You can seed with random_device, if you know that it’s truly random.

Not good enough.

Caution

Resist the urge to hack your own distribution—it’s hard. Just use the standard distributions.

minstd_rand r;
int first_half = 0;
for (int i=0; i<100'000'000; i++)
    if (r() % 1'000'000'000 < 500'000'000)
        first_half++;
cout << first_half << '\n';
53435616
Shouldn’t the result be close to 50 million?

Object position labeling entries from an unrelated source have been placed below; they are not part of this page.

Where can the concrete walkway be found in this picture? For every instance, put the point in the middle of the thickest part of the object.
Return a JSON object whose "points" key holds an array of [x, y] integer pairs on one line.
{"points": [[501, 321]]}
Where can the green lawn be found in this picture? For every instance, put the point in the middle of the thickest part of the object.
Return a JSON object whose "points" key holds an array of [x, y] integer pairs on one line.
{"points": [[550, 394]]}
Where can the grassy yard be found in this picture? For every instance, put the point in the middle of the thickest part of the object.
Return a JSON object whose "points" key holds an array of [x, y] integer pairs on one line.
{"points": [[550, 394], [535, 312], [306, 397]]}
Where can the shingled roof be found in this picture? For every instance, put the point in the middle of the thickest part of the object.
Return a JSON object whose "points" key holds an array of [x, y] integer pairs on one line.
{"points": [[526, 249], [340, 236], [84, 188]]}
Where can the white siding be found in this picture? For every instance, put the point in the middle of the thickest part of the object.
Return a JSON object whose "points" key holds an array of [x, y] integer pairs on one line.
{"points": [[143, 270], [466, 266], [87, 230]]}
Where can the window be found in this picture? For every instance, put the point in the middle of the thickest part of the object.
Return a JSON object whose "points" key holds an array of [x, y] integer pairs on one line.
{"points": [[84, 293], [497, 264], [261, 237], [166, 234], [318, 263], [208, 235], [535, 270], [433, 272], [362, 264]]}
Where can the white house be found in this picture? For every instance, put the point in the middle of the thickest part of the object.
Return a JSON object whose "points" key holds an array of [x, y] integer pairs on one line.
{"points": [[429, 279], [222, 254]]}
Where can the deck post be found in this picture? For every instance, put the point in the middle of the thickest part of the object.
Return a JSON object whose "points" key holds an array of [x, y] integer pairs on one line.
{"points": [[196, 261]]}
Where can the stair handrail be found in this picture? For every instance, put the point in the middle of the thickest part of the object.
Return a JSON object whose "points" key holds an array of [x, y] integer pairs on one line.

minstd_rand, on this computer, produces a number 1…2,147,483,646. If you take that mod a billion, the range 1…147,473,646 appears three times, whereas 147,473,647…999,999,999 only appears twice, so 1…147,473,646 is overrepresented. Tricky to get right!

Distributions

uniform_int_distribution

auto seed = random_device()();  //❓❓❓
mt19937 gen(seed);
uniform_int_distribution<int> dist(1,6);
for (int y=0; y<10; y++) {
    for (int x=0; x<40; x++)
        cout << dist(gen) << ' ';
    cout << '\n';
}
3 1 3 4 5 3 2 1 6 5 6 2 5 3 4 6 5 6 2 4 1 1 4 6 2 2 1 1 4 2 3 3 2 6 4 2 3 2 6 2 
2 6 1 6 2 1 1 1 6 5 3 6 6 5 1 3 6 6 3 2 4 6 5 3 3 5 2 4 5 6 1 6 2 3 1 1 3 5 5 5 
3 6 1 2 1 2 5 3 5 6 2 4 3 1 6 2 3 2 6 4 5 3 3 6 3 1 5 5 2 2 5 2 6 3 5 1 4 4 1 4 
4 2 2 3 5 6 2 5 1 1 1 5 1 6 3 4 5 1 4 1 5 2 3 3 3 3 2 4 1 5 3 6 5 1 3 5 2 4 1 4 
2 3 2 1 5 1 3 6 2 1 2 6 5 1 5 5 1 1 6 2 4 6 1 2 6 3 3 2 1 2 1 6 4 2 5 1 6 2 1 2 
3 4 2 5 4 5 5 5 6 3 3 3 5 5 3 5 1 6 4 5 4 4 6 6 4 2 4 1 4 4 2 2 3 3 5 5 6 4 5 4 
5 5 2 3 6 1 4 5 5 5 2 4 5 1 2 4 4 1 1 4 1 1 1 3 3 3 6 1 4 4 2 1 6 2 1 5 4 1 6 2 
3 2 1 3 4 3 6 6 5 4 3 1 4 4 2 3 4 3 1 5 4 3 4 6 1 5 5 1 4 3 6 3 1 3 6 1 5 4 1 5 
4 4 5 4 2 2 3 1 3 3 2 5 1 1 5 6 5 5 3 6 6 1 6 4 1 5 1 2 3 1 2 5 3 6 6 6 4 1 6 5 
5 5 3 5 6 3 6 5 5 4 5 3 1 2 4 3 5 5 2 1 4 3 5 1 2 2 1 2 5 6 6 6 5 5 5 1 2 6 6 1 

uniform_real_distribution

auto seed = random_device()();
ranlux48 gen(seed);
uniform_real_distribution<> dist(18.0, 25.0);
for (int y=0; y<5; y++) {
    for (int x=0; x<10; x++)
        cout << fixed << setprecision(3) << dist(gen) << ' ';
    cout << '\n';
}
20.587 18.152 20.446 21.235 19.419 20.978 22.094 19.539 22.080 19.459 
21.411 24.378 23.743 21.035 23.259 22.585 20.302 23.940 18.137 20.427 
22.419 18.810 19.601 23.568 22.977 19.295 21.976 22.414 20.831 21.769 
21.544 23.785 19.963 24.835 22.084 20.703 18.411 20.656 22.694 23.173 
20.845 18.641 22.709 21.691 19.393 21.509 18.773 21.244 22.692 23.581 
OMG—what’s that <> doing there?

uniform_real_distribution’s template argument defaults to double, because … real.

Boolean Values

Yield true 42% of time:

random_device rd;
knuth_b gen(rd());
bernoulli_distribution dist(0.42);
constexpr int nrolls = 1'000'000;

int count=0;
for (int i=0; i<nrolls; i++)
    if (dist(gen))
        count++;

cout << "true: " << count*100.0/nrolls << "%\n";
true: 41.932%

Histogram

random_device rd;
mt19937_64 gen(rd());
normal_distribution<> dist(21.5, 1.5);
map<int,int> tally;
for (int i=0; i<10000; i++)
    tally[dist(gen)]++;
for (auto p : tally)
    cout << p.first << ": " << string(p.second/100,'#') << '\n';
15: 
16: 
17: 
18: ####
19: ###########
20: #####################
21: #########################
22: #####################
23: ###########
24: ###
25: 
26: 
27: 

Passwords

random_device rd;
auto seed = rd();
ranlux24 gen(seed);
uniform_int_distribution<char> dist('A','~');
for (int y=0; y<8; y++) {
    string pw;
    for (int x=0; x<32; x++)
        pw += dist(gen);
    cout << "Password: " << pw << '\n';
}
Password: Qg\Jv}LLYHOc\t^urMZIy]ITyyq^G_^|
Password: }lvlvxXnRTmQ}nVyQYoSFZR]ztteIo~J
Password: a|wlTQ|QcuX`fGYCQHrF}JdNGQGY}GoF
Password: vA_zXA~IV}juyPw[LcX^WaX\mldlh_Nz
Password: IMJyQdKm_|F^P][^vEGNhGbVahyT[pkQ
Password: mD|`dUvKmQyhiX}T^fOOcjocZX_`MCP\
Password: RiPW_mW^jf_ZsvGD{`xOwn|QvHjp|R{Z
Password: Ukwwjv\vVlHIyePviGvTcy`PIYPjNEvN

Even though we’re using uniform_int_distribution, which has int right there in its name, it’s uniform_int_distribution<char>, so we get characters. Think of them as 8-bit integers that display differently.